When I woke up, I called my friend. Okay, so I Facebooked her first, because I’m lame like that. And she said she was moving. Someone else asked if it was Wisconsin. And she said yes. Then I browsed her most recent pictures. She had spent Christmas with a strange new woman from Wisconsin. The last thing I had committed to memory was a possible woman of interest in Arizona. But that might be me just remembering wrong or making shit up or just not paying attention.

Did you know there’s a place called Onalaska? Not InAlaska. Or ThruAlaska. But OnAlaska. That’s where she’s going at the end of July. She’s fallen in love. They camp and hike and play WorldWar Craft. I’m happy for her. A little sad that she’s leaving Michigan, but I only see her twice a year now, so how can I really be that sad. Maybe I’m sad that I’m not really that sad.

Seems like I called her at least once a week or maybe more when Emery died. Then when Sylvia and I were fighting. There were many potlucks and Cranium game nights at her house. But I broke up with my girlfriend. She broke up with hers. Then when I met Jacks, I had to be up Jacks butt 24/7, and the world disappeared. She moved. I moved. The whole space time continuum stretches and evolves.

Sometimes when you meet a person, you hold them in your memory as when you first met them. You forget that 10 years passes and that people get older, kids grow up. You don’t look for a really long time. Or you don’t pay attention. You expect people to be where you left them. But you’re not where they left you either.

Her birthday is coming up in at the end of February. She told me she was going to be 46 this year. What? I counted on my fingers. I must have lost a few years. Her daughter that I met when she was 10 is now 20. I stopped counting when she was in high school. So when I see her in my mind walking through her life--being accepted into a Medical PhD program and contemplating marriage—she’s still 16. I know she owes me another ice skating date, and I never sent her a care package her freshman year.

People aren’t where we leave them. We’re constantly moving, changing, growing.

Last week Mom was cleaning the basement and found a picture of me tucked between the school files. It’s a rapidly deteriorating Polaroid. I’m wearing a wrinkled bridesmaids dress with puffy sleeves and a beret that clearly does not go with the dress. I’m holding a little purse. Beneath the dress, you can see my regular everyday shoes. It’s 1980-something. But other than that. I don’t know where. I don’t know when. My parents never owned a Polaroid.

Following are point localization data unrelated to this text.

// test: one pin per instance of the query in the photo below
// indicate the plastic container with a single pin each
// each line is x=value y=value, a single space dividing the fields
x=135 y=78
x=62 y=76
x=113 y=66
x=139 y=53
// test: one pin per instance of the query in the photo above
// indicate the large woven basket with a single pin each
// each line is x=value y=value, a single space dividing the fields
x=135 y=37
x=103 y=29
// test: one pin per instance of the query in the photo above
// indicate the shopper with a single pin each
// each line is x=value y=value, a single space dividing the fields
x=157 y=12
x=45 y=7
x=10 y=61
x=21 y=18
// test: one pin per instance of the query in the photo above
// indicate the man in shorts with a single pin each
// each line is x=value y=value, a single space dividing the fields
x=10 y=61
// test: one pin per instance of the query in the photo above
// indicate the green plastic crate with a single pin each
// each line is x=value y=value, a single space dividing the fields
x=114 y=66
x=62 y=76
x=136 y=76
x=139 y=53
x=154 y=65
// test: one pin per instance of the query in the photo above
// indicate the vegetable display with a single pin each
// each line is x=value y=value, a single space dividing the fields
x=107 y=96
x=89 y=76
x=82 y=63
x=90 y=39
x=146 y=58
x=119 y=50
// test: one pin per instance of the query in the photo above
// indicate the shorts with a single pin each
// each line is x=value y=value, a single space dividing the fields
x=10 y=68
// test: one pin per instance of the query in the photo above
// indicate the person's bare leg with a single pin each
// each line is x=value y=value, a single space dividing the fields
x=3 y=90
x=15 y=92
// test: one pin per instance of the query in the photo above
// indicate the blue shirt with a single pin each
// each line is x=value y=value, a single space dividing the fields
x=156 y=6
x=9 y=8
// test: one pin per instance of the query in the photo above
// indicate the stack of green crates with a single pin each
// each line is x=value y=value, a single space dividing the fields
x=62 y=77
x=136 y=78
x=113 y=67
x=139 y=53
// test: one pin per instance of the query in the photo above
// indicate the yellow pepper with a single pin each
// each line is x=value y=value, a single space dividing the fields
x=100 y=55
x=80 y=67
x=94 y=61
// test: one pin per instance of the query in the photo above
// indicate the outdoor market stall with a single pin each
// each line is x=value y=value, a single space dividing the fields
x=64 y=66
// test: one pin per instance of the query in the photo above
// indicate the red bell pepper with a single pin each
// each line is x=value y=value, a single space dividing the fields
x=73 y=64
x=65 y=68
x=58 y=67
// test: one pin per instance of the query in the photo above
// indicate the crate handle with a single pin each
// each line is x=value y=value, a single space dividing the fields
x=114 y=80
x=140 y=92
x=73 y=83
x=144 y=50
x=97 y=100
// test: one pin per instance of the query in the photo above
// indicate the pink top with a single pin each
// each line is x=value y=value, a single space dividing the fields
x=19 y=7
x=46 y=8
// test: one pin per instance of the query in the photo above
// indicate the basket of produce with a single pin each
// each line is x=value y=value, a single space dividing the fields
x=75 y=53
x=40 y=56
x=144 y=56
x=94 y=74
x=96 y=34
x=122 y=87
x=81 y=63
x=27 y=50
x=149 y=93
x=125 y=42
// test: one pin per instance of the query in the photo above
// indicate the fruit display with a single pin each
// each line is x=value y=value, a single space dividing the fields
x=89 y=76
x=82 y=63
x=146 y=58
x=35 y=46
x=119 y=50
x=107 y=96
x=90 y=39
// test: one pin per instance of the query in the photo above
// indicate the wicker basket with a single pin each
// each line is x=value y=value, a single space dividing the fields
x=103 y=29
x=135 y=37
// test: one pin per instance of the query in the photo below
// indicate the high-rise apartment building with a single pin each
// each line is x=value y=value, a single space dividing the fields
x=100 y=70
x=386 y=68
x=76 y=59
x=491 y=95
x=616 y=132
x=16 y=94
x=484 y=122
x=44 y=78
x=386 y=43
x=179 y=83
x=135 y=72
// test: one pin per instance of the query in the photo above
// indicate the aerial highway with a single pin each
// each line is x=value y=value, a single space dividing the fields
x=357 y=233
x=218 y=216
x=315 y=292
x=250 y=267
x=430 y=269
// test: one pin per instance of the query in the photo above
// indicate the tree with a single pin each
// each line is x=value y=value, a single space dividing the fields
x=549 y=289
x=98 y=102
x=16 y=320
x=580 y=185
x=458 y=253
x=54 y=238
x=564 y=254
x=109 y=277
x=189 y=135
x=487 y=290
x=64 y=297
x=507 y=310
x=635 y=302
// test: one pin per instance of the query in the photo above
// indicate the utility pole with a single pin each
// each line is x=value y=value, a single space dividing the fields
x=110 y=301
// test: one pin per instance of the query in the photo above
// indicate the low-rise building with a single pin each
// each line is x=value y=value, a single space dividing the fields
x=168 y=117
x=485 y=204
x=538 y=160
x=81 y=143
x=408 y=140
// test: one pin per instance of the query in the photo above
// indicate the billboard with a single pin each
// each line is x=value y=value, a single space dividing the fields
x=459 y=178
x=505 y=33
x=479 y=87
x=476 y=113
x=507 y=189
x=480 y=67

“See,” Mom said. “You don’t remember everything.”
She handed the photo to Dad.
“She could easily be 14 there,” he said.
“She’s not 14! She doesn’t have any boobs. Do you see boobs in that picture?” Mom pointed.
I think Dad is one of those people who sees a person only once, and that’s what he remembers forever. He sees me at one age. I’ll be the same age, no matter what. Clearly, I was not 14 in the picture. I was still wearing my hair in the ever-so-unpopular bowl cut—definitely the humiliation of grade school.